Когда Мари-Луиз открыла дверь в комнату Филиппа, тот протянул руки, чтобы его обняли. Его глаза все еще туманились после сна, а к носу прилипла сопля. Мари-Луиз взвалила его себе на плечо и понесла вниз, а он тем временем мял пальцами мочку ее уха.
Ей удалось одновременно вынести к Жерому и поднос, и мальчика. Малыш уселся ей на колени, а муж набросился на еду и без остановки и разговоров поглощал ее до тех пор, пока не собрал влажным пальцем даже крошки. Закончив, он поставил поднос на землю и взглянул на Филиппа с несмелой улыбкой мужчины, не привыкшего к детям. Жером протянул руку, чтобы взъерошить малышу волосы, но тот поспешил укрыться между маминым подбородком и грудью. В воздухе повисла напряженность, которую Мари-Луиз пыталась игнорировать, баюкая ребенка, будто младенца, качая его, чтобы он расслабился от приятных ощущений. Она вдруг поняла, что за слабой улыбкой Жерома скрывается ревность — и мысленно дала себе оплеуху за бестактность. Эту минуту следовало посвятить мужу, а не ребенку. Почему она заранее не продумала этот момент? Ей нужно было лишь проявить немного воображения. Мари-Луиз протянула руку и положила ладонь на плечо Жерому.
— Вода уже, наверное, закипела. Я поставлю ванну в кухне, рядом с плитой — это самое теплое место. И принесу чистую одежду и бритву.
Вместо ответа Жером взял ее ладонь и отвернулся к реке. На лацкан его пиджака капнула слеза, и он стиснул руку жены. Какое-то время они так и сидели: ребенок рассеянно гладил ей подбородок, а муж смотрел на реку, шумно сглатывая и пытаясь сдержать эмоции. Потом Мари-Луиз убрала руку, чтобы заняться делом.

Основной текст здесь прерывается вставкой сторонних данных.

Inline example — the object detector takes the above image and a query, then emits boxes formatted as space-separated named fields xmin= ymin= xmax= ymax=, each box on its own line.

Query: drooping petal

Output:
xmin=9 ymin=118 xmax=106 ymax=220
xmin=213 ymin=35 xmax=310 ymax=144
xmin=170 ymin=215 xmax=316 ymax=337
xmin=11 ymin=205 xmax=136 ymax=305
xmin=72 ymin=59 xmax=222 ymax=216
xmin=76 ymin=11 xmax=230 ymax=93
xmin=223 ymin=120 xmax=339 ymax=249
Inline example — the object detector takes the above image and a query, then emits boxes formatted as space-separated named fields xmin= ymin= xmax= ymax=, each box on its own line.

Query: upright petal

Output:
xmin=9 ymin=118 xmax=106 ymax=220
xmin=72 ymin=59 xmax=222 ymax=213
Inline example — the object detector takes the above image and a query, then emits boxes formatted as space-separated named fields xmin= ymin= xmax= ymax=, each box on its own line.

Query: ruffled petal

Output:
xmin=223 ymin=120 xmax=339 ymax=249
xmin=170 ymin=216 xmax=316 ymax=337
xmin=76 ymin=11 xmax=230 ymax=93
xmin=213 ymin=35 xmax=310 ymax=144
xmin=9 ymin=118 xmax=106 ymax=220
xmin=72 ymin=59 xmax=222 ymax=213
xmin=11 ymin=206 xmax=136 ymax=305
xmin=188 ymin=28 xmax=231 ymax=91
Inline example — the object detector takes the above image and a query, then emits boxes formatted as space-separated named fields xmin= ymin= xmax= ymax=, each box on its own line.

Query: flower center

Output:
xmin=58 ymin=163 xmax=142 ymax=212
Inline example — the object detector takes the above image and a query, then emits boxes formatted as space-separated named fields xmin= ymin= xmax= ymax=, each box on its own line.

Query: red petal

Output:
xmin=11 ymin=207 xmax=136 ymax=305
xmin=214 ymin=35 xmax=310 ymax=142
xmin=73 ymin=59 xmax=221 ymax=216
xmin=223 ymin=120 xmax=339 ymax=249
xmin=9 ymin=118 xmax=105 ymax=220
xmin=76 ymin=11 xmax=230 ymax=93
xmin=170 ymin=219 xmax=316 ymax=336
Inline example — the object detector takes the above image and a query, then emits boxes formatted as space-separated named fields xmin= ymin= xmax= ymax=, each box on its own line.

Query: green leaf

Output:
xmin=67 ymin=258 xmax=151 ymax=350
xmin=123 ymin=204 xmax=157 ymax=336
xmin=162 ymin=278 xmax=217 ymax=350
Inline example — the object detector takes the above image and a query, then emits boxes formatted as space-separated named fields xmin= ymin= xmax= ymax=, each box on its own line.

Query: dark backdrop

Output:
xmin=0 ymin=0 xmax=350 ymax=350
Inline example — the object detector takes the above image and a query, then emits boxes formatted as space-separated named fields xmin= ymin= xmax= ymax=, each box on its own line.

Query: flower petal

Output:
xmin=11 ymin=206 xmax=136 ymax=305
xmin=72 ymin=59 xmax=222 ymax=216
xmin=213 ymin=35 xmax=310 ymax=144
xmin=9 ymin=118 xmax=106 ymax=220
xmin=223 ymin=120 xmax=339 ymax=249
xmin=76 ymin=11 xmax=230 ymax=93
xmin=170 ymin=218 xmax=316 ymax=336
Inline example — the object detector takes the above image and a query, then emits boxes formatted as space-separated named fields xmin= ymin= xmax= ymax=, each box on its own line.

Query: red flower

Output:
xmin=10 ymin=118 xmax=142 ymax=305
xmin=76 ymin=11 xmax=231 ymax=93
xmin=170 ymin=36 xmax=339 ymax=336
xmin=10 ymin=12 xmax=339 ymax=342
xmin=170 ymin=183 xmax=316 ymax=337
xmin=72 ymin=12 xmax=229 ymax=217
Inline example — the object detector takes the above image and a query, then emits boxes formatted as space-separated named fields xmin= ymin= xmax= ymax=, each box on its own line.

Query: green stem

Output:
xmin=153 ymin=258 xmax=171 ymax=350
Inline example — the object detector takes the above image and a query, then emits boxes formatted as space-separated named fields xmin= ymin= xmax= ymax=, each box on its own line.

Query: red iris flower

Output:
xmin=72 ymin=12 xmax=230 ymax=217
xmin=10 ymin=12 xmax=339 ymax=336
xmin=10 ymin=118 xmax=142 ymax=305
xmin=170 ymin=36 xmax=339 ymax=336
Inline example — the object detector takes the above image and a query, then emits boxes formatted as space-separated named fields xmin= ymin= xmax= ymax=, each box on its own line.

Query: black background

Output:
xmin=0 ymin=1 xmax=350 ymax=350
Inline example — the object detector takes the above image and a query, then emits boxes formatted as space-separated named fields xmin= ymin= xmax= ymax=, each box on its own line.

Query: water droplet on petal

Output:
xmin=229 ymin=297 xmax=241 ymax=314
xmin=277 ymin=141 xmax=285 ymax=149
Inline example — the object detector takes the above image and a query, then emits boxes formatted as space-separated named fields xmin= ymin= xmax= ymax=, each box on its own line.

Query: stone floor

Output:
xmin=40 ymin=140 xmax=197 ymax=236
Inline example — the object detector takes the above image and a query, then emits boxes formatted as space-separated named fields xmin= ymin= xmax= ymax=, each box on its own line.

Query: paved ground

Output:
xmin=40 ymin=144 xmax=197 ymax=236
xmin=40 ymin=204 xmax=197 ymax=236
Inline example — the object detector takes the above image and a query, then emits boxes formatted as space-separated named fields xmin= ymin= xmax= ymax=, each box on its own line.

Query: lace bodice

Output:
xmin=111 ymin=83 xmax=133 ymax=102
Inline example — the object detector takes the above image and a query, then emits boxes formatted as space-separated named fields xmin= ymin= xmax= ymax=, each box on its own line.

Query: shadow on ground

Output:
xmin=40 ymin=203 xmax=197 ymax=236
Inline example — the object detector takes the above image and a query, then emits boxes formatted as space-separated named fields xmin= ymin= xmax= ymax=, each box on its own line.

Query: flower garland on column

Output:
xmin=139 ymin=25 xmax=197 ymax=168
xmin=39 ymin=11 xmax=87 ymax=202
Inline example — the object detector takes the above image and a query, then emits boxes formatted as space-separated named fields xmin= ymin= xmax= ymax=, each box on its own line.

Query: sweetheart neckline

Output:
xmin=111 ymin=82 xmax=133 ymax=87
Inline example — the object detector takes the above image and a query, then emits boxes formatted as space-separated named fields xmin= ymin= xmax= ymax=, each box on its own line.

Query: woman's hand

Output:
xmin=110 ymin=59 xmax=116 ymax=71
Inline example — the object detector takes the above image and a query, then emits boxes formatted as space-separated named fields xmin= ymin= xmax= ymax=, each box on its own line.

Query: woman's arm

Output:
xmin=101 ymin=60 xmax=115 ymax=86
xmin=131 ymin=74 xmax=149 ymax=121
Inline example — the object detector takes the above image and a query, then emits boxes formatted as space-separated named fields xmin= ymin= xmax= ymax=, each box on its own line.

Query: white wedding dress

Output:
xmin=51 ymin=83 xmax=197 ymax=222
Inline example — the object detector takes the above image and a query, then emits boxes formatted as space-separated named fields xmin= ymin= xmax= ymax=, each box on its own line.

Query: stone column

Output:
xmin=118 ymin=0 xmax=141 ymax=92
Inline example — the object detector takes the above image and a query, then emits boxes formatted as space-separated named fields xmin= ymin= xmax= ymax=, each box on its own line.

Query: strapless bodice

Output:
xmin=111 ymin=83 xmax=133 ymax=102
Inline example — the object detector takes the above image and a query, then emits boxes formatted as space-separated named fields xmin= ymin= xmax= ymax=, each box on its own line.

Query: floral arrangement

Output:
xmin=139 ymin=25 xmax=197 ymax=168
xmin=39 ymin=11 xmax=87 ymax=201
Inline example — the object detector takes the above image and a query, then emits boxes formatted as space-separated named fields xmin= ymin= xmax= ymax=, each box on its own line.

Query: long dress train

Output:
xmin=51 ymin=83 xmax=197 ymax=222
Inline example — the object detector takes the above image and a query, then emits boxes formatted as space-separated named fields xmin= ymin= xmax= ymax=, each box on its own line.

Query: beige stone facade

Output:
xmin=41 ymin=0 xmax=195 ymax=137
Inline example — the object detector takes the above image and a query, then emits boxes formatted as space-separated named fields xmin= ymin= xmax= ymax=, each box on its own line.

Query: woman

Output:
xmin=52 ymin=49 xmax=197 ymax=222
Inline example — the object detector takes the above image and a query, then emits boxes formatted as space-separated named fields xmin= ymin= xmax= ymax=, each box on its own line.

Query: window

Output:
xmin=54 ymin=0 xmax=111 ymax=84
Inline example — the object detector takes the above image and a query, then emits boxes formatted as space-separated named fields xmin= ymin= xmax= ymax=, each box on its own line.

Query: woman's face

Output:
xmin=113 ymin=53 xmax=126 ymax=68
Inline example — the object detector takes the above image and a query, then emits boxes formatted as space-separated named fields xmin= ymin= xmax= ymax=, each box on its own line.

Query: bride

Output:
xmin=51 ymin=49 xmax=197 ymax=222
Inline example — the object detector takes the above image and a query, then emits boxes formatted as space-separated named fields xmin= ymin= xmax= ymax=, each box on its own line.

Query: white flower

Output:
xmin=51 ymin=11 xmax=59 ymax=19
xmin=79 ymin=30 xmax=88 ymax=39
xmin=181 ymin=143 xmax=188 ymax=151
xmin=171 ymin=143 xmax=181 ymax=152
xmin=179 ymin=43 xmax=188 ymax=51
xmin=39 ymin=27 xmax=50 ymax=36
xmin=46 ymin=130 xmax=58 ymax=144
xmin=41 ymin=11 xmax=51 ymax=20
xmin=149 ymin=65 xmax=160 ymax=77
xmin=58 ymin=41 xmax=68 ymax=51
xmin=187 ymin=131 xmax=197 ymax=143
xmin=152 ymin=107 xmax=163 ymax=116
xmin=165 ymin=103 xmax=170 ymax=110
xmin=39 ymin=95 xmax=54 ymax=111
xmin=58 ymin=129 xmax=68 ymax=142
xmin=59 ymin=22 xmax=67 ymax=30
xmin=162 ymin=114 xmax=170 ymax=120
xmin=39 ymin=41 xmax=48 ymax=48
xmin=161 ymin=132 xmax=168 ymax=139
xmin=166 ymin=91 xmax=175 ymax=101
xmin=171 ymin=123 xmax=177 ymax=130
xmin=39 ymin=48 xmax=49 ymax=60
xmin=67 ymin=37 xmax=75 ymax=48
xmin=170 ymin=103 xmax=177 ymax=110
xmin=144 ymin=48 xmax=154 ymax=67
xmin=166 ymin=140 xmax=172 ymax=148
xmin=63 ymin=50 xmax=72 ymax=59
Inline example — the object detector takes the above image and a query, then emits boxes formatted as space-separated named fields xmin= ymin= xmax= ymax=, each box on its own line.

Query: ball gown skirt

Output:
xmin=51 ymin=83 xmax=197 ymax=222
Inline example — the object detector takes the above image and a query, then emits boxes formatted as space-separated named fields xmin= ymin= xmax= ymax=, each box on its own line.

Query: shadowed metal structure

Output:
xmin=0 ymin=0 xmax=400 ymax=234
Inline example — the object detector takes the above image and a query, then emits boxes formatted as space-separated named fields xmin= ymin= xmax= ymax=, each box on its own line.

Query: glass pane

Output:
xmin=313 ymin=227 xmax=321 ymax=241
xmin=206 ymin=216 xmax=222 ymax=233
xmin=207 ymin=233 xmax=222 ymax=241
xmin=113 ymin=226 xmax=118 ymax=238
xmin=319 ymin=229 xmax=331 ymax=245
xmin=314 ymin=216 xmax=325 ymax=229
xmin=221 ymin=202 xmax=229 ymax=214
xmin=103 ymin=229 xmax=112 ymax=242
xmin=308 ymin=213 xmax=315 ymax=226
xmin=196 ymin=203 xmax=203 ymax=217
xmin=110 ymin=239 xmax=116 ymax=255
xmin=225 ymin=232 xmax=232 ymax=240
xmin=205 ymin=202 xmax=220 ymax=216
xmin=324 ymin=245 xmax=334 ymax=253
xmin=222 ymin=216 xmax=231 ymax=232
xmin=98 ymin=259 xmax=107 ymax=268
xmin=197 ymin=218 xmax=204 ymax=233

Когда Жером вошел в дом, от воды в ванне поднимался пар, а Филипп увлеченно играл во что-то за столом. Мари-Луиз подошла к мужу и взяла у него пиджак. Жером стоял, не зная, что ему делать, пока она расстегивала пуговицы пропитанной пОтом и усеянной дырами серой фланелевой рубашки, обнажая мраморную белизну его грудной клетки, опухшие суставы рук и обвислую кожу. Склонившись, Мари-Луиз нежно поцеловала его в грудь и тут же почувствовала, как его ладонь мягко опустилась ей на затылок.
Жером сел на табурет и принялся стаскивать ботинки, а Мари-Луиз сидела перед ним на полу, окруженная со всех сторон ванильно-сырным запахом давным-давно нестиранной одежды. Когда Жером остался обнаженным, она с материнским негодованием осмотрела язвы импетиго и шрамы — следы его голодного плена. Тело мужа всегда представлялось ей сексуальным и полным жизни, но эта истощенная плоть вызывала скорее жалость, чем желание.
Держа ее за руку, Жером шагнул в ванну и лег на спину, закрыв глаза и позволив горячей воде плескаться над его телом. Мари-Луиз медленно вылила ему на голову кувшин и стала втирать мыло в волосы и водить губкой по спине, чувствуя, как он расслабляется под давлением ее массирующих пальцев.